The driver’s IOAudioDevice object fulfills other functions. It controls access to the audio hardware to ensure, in the driver’s multithreaded environment, that the hardware doesn’t get into an inconsistent state. Toward this end, the IOAudioDevice superclass provides a separate work loop (IOWorkLoop) and a command gate (IOCommandGate) to synchronize access by all objects in the driver. All other objects in the driver—IOAudioEngine, IOAudioStream, and IOAudioControl—contain references to the IOAudioDevice’s work loop and the command gate as instance variables. All Audio family classes take care of executing I/O and hardware-related code on the command gate for all calls into the driver that they know about. Generally, drivers should ensure that all I/O and hardware-specific operations are executed with the command gate closed.

IOAudioDevice also offers timer services to the audio driver. These services allow different objects within the driver to receive notifications that are guaranteed to be delivered at the requested timer interval, if not sooner. Different target objects can register for timer callbacks at a specific interval; however, IOAudioDevice makes the actual timer interval the smallest of those requested.

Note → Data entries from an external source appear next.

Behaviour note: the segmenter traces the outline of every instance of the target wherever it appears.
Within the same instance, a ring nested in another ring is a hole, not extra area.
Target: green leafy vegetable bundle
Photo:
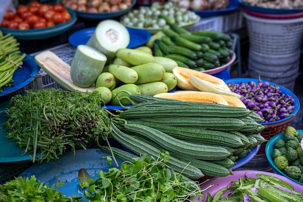
[[[66,196],[58,189],[64,184],[56,182],[49,186],[32,176],[30,178],[19,177],[0,185],[0,202],[79,202],[82,197]]]
[[[84,197],[96,202],[183,202],[201,196],[197,184],[185,180],[165,164],[168,159],[167,152],[157,159],[144,154],[125,161],[120,170],[100,171],[98,178],[90,180]]]
[[[110,120],[102,108],[101,93],[53,88],[30,90],[12,97],[3,124],[8,138],[13,138],[32,161],[55,162],[66,148],[86,149],[91,140],[110,134]],[[37,155],[38,153],[40,156]]]

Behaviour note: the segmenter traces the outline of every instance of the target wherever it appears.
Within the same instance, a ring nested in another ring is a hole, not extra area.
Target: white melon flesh
[[[78,86],[91,86],[101,74],[106,60],[104,54],[95,48],[78,46],[71,65],[72,80]]]
[[[98,50],[111,61],[117,50],[126,47],[129,42],[129,33],[124,25],[115,20],[105,20],[99,23],[86,45]]]

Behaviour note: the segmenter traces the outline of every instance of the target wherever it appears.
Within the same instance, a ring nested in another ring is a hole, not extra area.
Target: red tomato
[[[30,26],[32,26],[34,24],[39,21],[39,17],[35,15],[31,14],[27,17],[25,21]]]
[[[25,19],[28,17],[29,16],[32,15],[31,13],[30,13],[29,11],[24,11],[21,14],[21,18],[22,18],[23,20],[25,20]]]
[[[40,16],[38,16],[38,21],[41,21],[42,22],[43,22],[44,23],[46,23],[46,21],[47,20],[46,20],[46,19],[44,17],[40,17]]]
[[[4,16],[3,16],[3,19],[5,19],[8,20],[12,20],[15,16],[15,14],[11,10],[8,9],[5,11],[5,13],[4,14]]]
[[[22,18],[21,18],[17,15],[16,15],[16,16],[15,17],[15,18],[14,18],[14,20],[17,22],[21,22],[23,21],[23,20],[22,19]]]
[[[30,6],[29,7],[29,11],[32,14],[39,15],[39,7],[34,6]]]
[[[11,20],[8,22],[8,25],[7,25],[7,28],[8,29],[18,29],[18,25],[19,23],[13,20]]]
[[[64,22],[63,18],[60,13],[55,13],[52,16],[51,19],[56,25]]]
[[[42,4],[39,8],[39,15],[44,17],[45,13],[49,10],[49,7],[46,4]]]
[[[39,2],[37,1],[31,1],[30,3],[30,6],[37,6],[37,7],[39,7],[40,6],[40,3],[39,3]]]
[[[52,27],[53,26],[55,26],[55,23],[54,22],[54,21],[50,19],[46,22],[46,27]]]
[[[61,13],[64,11],[65,9],[62,5],[60,3],[56,3],[53,6],[53,9],[56,12]]]
[[[3,19],[2,20],[2,22],[1,22],[1,27],[7,28],[7,26],[9,22],[9,20],[7,20],[6,19]]]
[[[21,14],[25,11],[29,10],[29,7],[24,5],[19,4],[17,7],[17,14],[21,16]]]
[[[39,29],[39,28],[44,28],[45,27],[46,27],[46,24],[45,22],[44,22],[41,21],[38,21],[38,22],[36,22],[35,24],[34,24],[34,25],[33,26],[32,28],[33,29]]]
[[[19,30],[29,30],[30,29],[30,26],[26,22],[21,22],[18,25]]]
[[[63,12],[61,13],[61,15],[62,15],[62,17],[64,22],[66,22],[72,19],[72,16],[71,16],[67,11]]]
[[[45,18],[46,20],[49,20],[49,19],[51,18],[52,16],[53,16],[53,15],[54,15],[54,10],[52,9],[48,10],[44,15],[44,18]]]

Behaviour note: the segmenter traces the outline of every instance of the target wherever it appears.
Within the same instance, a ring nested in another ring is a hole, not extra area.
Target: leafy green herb
[[[197,184],[184,180],[165,164],[169,154],[160,155],[155,159],[144,154],[133,162],[123,162],[120,170],[100,171],[98,178],[90,180],[84,197],[98,202],[168,202],[202,197]]]
[[[57,181],[51,186],[37,181],[34,176],[15,177],[15,180],[0,185],[0,202],[79,202],[82,197],[66,196],[58,190],[64,185],[63,181]]]
[[[55,162],[67,148],[74,152],[76,146],[86,149],[99,136],[107,141],[110,120],[102,103],[97,92],[29,90],[12,97],[3,125],[8,138],[13,138],[25,153],[33,154],[33,162]]]
[[[87,171],[84,169],[81,168],[78,171],[78,179],[80,181],[80,183],[79,185],[82,188],[84,188],[89,186],[90,182],[90,174]]]

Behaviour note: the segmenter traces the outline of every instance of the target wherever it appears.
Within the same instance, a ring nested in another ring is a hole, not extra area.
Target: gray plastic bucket
[[[300,69],[300,50],[285,57],[265,56],[251,48],[248,70],[252,78],[273,82],[293,91]]]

The idea behind this design is that there is no harm in having timed events in an audio driver occur sooner than requested. By coalescing the callback intervals, the Audio family obviates the overhead of multiple timers in a single driver.

In some cases, however, this may result in unexpected behavior if you make assumptions based on the amount of time elapsed, such as assuming that the hardware has played a certain number of samples. You should thus always make certain to test to make sure conditions are appropriate before performing such operations.

Your driver itself can have localized strings that are accessible by the Audio HAL. These strings can include such things as name, manufacturer, and input sources. Follow the OS X localization procedure for these strings, putting them in a file named Localizable.strings in the locale-specific subdirectories of your bundle. The driver should have a property named IOAudioDeviceLocalizedBundleKey, which has a value of the path of the bundle or kernel extension holding the localized strings, relative to /System/Library/Extensions. The driver’s IOAudioDevice object should set this property in its implementation of the initHardware method.

IOAudioEngine

An audio engine object represents and manages an audio device’s I/O engine. In an audio driver, the object is an instance of a custom subclass of IOAudioEngine. The audio engine has two main roles:

  • To configure a hardware DMA engine to transfer audio data (in the form of a stream of sample frames) between the device and the sample buffer at a specific sampling rate. (In the absence of a hardware DMA engine, the audio engine may emulate this functionality in software.)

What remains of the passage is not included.